- Church: Anglican Church in North America
- Diocese: Carolinas and Diocese of South Carolina
- In office: 2016–present
- Previous posts: Southeast Network Bishop, PEARUSA

Orders
- Consecration: September 18, 2013 by Onesphore Rwaje and Robert Duncan

Personal details
- Born: 1957 (age 68–69)

= David Bryan (bishop) =

American Anglican bishop (born 1957)

David C. Bryan (born 1957) is an American bishop of the Anglican Church in North America. Consecrated in 2013 to serve in PEARUSA, the Anglican Church of Rwanda's missionary district in North America, Bryan has since 2016 been bishop suffragan and area bishop for South Carolina serving Archbishop Steve Wood in the Diocese of the Carolinas. In 2025, Bryan became assisting bishop in the Anglican Diocese of South Carolina to Bishop Chip Edgar. He resigned after he became acting bishop for the Diocese of the Carolinas.

==Early life, education, and early career==
Bryan grew up in the Episcopal Church. He graduated from the University of Florida in 1979 and from Trinity School for Ministry in 1983. From 1983 to 2001, he was first assistant rector at St. Michael's Episcopal Church in Orlando, then associate rector of the Church of the Good Shepherd in Jacksonville, and finally rector of the Church of St. Luke and St. Peter in St. Cloud, Florida.

In 2001, Bryan succeeded Chuck Murphy as senior pastor of All Saints Episcopal Church, Pawleys Island in the Episcopal Diocese of South Carolina. All Saints Pawleys was at the time an epicenter of activity in the Anglican realignment; Murphy had shortly before been consecrated a bishop by Emmanuel Kolini and Moses Tay, founding the Anglican Mission in America with canonical residence in the Anglican Church of Rwanda. Also in residence during Bryan's time there was AMIA Bishop Thad Barnum; Bryan was succeeded as rector by Terrell Glenn, who became a future AMIA bishop. (Both Glenn and Barnum were in 2022 assisting bishops in the Diocese of the Carolinas.) All Saints was also involved in a landmark case related to property ownership of Episcopal churches in South Carolina in which the state Supreme Court ruled in 2009 that the parish, which predated the Episcopal Church and had changed its articles of incorporation to remove references to the Episcopal Church in 2004, was the owner of its property.

==Episcopacy==
Bryan left All Saints in 2005 to plant Christ Church, Murrells Inlet, as part of the AMIA. In 2010, AMIA—which had been a founding member of the Anglican Church in North America the year before—left full membership, changing its status in ACNA to "ministry partner." By the next year, the relationship between AMIA chairman Murphy and the Anglican Church of Rwanda had broken down, and (except for Glenn and Barnum), the AMIA bishops removed AMIA from Rwandan jurisdiction and restructured it as a "missionary society."

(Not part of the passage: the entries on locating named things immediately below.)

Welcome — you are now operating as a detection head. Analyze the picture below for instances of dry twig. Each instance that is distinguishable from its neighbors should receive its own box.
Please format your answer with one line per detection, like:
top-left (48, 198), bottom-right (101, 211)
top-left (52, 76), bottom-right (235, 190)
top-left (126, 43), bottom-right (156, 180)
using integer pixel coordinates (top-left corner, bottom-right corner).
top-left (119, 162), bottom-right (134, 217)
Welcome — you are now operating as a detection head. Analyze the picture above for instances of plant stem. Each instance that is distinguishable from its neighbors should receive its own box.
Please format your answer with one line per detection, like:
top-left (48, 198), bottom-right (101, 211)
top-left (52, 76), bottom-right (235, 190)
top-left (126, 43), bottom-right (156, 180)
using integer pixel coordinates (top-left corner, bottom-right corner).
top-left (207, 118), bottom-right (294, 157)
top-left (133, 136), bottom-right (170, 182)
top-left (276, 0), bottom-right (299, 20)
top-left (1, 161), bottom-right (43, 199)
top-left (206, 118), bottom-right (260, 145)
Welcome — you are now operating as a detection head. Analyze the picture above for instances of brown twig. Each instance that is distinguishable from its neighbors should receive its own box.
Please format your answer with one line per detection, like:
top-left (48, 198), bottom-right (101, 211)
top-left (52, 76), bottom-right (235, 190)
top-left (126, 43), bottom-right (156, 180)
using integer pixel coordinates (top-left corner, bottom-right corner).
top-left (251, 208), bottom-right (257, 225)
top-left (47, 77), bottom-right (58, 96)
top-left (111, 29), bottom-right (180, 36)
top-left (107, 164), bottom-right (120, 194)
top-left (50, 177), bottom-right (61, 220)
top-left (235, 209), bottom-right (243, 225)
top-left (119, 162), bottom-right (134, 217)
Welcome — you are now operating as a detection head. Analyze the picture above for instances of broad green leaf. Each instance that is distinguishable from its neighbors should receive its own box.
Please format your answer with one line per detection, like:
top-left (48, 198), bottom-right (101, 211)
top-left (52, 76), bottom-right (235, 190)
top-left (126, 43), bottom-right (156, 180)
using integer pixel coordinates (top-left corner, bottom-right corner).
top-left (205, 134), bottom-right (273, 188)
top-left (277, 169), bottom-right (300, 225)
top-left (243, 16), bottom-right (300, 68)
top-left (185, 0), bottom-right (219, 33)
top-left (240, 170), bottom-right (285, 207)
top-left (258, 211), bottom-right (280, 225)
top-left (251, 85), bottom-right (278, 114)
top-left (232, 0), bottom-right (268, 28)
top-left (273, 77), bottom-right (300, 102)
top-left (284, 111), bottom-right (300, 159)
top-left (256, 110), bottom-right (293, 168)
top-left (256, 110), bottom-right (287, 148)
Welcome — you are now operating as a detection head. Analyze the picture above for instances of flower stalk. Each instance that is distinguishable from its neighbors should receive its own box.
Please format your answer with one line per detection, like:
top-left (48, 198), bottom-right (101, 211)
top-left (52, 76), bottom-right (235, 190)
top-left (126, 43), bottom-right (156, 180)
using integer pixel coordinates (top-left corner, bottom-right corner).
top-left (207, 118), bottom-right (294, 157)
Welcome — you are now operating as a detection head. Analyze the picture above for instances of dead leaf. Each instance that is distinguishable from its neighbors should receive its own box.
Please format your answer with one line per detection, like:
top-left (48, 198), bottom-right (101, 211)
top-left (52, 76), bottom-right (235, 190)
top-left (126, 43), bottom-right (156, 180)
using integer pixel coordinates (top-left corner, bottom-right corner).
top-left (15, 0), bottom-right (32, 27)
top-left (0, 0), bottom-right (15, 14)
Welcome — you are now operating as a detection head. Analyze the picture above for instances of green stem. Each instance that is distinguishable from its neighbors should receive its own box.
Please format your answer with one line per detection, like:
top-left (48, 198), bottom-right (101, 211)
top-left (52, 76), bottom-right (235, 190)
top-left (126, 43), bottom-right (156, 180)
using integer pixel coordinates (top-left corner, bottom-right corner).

In early 2012, a majority of AMIA congregations elected to remain canonically in the Rwandan church and pursue full membership and "dual citizenship" in the ACNA, forming PEARUSA. Bryan was named a member of the steering committee for PEARUSA and was elected to serve as bishop of PEARUSA's southeastern network.

On September 18, 2013, Archbishops Onesphore Rwaje and Robert Duncan consecrated Bryan as bishop at the Church of the Apostles in Columbia, South Carolina. In 2014, Bryan designated Church of the Apostles as pro-cathedral of the southeast network.

Bryan continued to serve at Christ Church until 2015. That year, the Anglican Church of Rwanda transferred PEARUSA congregations to sole ACNA jurisdiction. PEARUSA's southeastern network was dissolved, with congregations joining the Diocese of the Carolinas or the Anglican Diocese of the South, depending on their locations. In May 2016, Bryan was elected bishop suffragan in the Diocese of the Carolinas, where he is the South Carolina area bishop, oversees church planting, the finance committee, clergy credentialing and more. He is currently serving as the acting bishop of the Diocese. He also served as assisting bishop for the Anglican Diocese of South Carolina and assisting bishop in the Gulf Atlantic Diocese and the Diocese of the South.

==Personal life==
Bryan is married to Nancy Duncan Bryan; they have three grown children and eight grandchildren and live in Pawleys Island, SC.